«письма в другое такого же рода, общество, основанное в Петербурге»[725] . Таким образом, «Общество друзей словесных наук» осмыслялось Тучковым как дочерняя организация московского кружка масонов. Такая мысль могла укрепиться после того, как он увидал во главе этой организации масона, выученика московских мартинистов Антоновского, масонов Лубяновского и Боброва[726]. Подлинный же смысл участия Радищева в этой организации мог укрыться от еще весьма неискушенного наблюдателя, каким был в эту пору Тучков.
Беседа с Тучковым — другом Сперанского[727] и противником Аракчеева — могла иметь дня Пушкина широкий политический интерес.
Тучков, конечно, не был, как это иногда представляют, «радищевцем». По своим воззрениям он был близок к так называемой военной оппозиции. Тучков глубоко ненавидел Павла и особенно Александра I, о «жестокости и злопамятстве»[728] которого он не устает говорить в своих записках. Особое место он уделяет привязанности императора к муштре. «При Александре, — пишет Тучков в своих «Записках», — двор его сделался почти совсем похож на солдатскую казарму»[729]. В царе, по его словам, «виден был дух неограниченного самовластия, мщения, злопамятности, недоверчивости, непостоянства в обещаниях, обманов и желание наказывать выше законов»[730].
Особенно могли заинтересовать Пушкина рассказы об убийстве Павла I — событие, которому поэт в Кишиневе проявлял живой интерес, — и факты, приводимые Тучковым в доказательство участия Александра I в заговоре 11 марта 1801 года[731].
Наконец, Тучков мог интересовать Пушкина и с другой стороны: генерал, много лет воевавший на Кавказе, он хорошо знал нравы горцев и драматические перипетии политической борьбы в Грузии.
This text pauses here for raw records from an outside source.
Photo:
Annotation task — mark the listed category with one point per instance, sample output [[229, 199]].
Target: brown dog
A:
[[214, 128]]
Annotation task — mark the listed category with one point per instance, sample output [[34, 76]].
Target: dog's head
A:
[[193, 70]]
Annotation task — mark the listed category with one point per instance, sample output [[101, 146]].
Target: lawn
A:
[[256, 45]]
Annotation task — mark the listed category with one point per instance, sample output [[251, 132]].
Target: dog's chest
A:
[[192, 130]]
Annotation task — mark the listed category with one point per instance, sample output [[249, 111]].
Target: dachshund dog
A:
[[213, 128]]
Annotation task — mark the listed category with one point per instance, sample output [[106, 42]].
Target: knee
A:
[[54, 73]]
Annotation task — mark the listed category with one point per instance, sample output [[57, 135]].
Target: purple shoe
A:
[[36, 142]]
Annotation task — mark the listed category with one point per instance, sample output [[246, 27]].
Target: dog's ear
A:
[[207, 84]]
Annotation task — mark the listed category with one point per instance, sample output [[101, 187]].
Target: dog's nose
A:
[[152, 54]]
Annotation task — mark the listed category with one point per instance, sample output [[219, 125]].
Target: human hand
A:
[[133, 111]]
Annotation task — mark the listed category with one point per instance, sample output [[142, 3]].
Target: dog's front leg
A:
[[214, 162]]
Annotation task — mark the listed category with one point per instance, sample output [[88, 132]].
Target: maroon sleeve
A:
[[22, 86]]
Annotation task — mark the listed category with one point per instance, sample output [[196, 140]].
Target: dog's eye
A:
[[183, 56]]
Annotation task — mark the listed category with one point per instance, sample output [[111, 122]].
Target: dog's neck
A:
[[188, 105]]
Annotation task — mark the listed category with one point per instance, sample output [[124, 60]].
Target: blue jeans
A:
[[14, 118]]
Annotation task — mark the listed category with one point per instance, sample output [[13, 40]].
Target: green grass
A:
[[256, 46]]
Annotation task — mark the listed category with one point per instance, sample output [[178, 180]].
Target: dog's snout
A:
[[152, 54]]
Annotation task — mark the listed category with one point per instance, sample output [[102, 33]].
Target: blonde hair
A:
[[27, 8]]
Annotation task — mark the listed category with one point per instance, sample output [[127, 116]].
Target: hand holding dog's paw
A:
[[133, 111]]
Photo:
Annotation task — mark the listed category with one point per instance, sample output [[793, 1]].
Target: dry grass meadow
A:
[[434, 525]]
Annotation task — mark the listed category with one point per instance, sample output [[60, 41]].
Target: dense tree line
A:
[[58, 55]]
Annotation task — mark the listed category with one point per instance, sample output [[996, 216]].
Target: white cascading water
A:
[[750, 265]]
В его неопубликованных письмах к генералу М. М. Философову содержится интересное описание судьбы русского офицера, попавшего в плен к горцам. Следует напомнить, что Пушкин именно в этот период перерабатывал «Кавказского пленника», и беседы на подобные темы могли его, естественно, интересовать[732].
Таким образом, есть основания полагать, что сведения Пушкина о Радищеве в кишиневский период значительно расширились. В этом смысле не представляется случайным ни то, что по прибытии в Одессу он сразу же обратился к поискам радищевских материалов в библиотеке Воронцова[733], ни известные слова: «…как можно в статье о русской словесности забыть Радищева? кого же мы будем помнить?» в письме А. Бестужеву из Кишинева от 13 июня 1823 г. (XIII, 64).
«Пиковая дама» и тема карт и карточной игры в русской литературе начала XIX века[734]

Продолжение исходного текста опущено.